Lettre de Büyük Ada (été)

Encore une lettre non-envoyée, encore de Büyük Ada, mais celle-ci date de l'été dernier.

Cette route de Büyük Ada sentait bon la pomme de pin, loin au-dessus de l'agitation du débarcadère de l'île, et plus loin encore du tumulte d'Istanbul qui dévore les collines de l'horizon. Presque personne ne parvenait jusque là. A peine croisait-on de temps à autre une calèche; le cheval descendait au trot vers la ville, et le cocher, taciturne, jetait un regard de biais vaguement intéressé qu'on voyait rouler une fraction de seconde sous sa casquette; puis les claquements secs des sabots sur le macadam s'éloignaient, et le calme insulaire, apaisant comme une respiration de dormeur, reprenait possession des lieux. Après le bosquet de pins, la route surélevée longeait le bord de la mer, où rochers et falsaises plongeaient à pic dans une eau scintillante, constellée d'éclats de miroirs tombés du soleil.

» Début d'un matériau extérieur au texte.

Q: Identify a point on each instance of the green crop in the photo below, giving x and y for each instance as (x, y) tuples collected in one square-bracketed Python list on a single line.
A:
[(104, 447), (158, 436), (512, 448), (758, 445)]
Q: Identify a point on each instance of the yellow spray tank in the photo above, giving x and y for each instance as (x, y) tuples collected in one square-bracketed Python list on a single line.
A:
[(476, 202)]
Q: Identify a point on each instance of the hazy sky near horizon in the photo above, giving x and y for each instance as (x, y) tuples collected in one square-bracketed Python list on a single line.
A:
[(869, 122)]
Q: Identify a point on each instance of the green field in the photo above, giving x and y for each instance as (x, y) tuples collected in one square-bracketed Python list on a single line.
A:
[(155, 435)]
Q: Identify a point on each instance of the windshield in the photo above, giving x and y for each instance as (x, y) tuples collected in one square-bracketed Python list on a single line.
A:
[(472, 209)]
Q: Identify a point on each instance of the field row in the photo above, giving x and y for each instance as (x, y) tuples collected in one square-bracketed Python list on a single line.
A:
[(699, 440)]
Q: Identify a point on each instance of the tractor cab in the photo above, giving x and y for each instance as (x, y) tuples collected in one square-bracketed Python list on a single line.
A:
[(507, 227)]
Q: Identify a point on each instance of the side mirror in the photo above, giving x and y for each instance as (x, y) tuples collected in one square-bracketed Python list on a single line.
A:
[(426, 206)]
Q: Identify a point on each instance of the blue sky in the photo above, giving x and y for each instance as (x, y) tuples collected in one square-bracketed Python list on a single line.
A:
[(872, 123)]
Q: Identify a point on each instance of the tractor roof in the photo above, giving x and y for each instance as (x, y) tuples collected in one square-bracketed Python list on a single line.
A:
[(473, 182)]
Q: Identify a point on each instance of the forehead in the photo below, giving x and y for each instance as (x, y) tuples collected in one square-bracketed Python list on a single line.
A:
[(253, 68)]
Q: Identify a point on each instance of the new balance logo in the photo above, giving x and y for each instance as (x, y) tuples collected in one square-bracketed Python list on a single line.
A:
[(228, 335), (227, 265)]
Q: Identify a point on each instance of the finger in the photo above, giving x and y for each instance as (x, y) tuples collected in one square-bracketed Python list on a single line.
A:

On voyait dans ce fourmillement de lumière deux îlots flotter à l'abandon entre les vagues; le dos vert-jaune du premier, inhabité, ressemblait à cette distance à de la peau de pèche, délicate et soyeuse; on aurait voulu tendre la main pour l'atteindre.

Le deuxième, silhouette bleue, est la prison du Kurde Ocalan, surveillée de la mer et du ciel, dans la plus ancienne tradition de l'exil.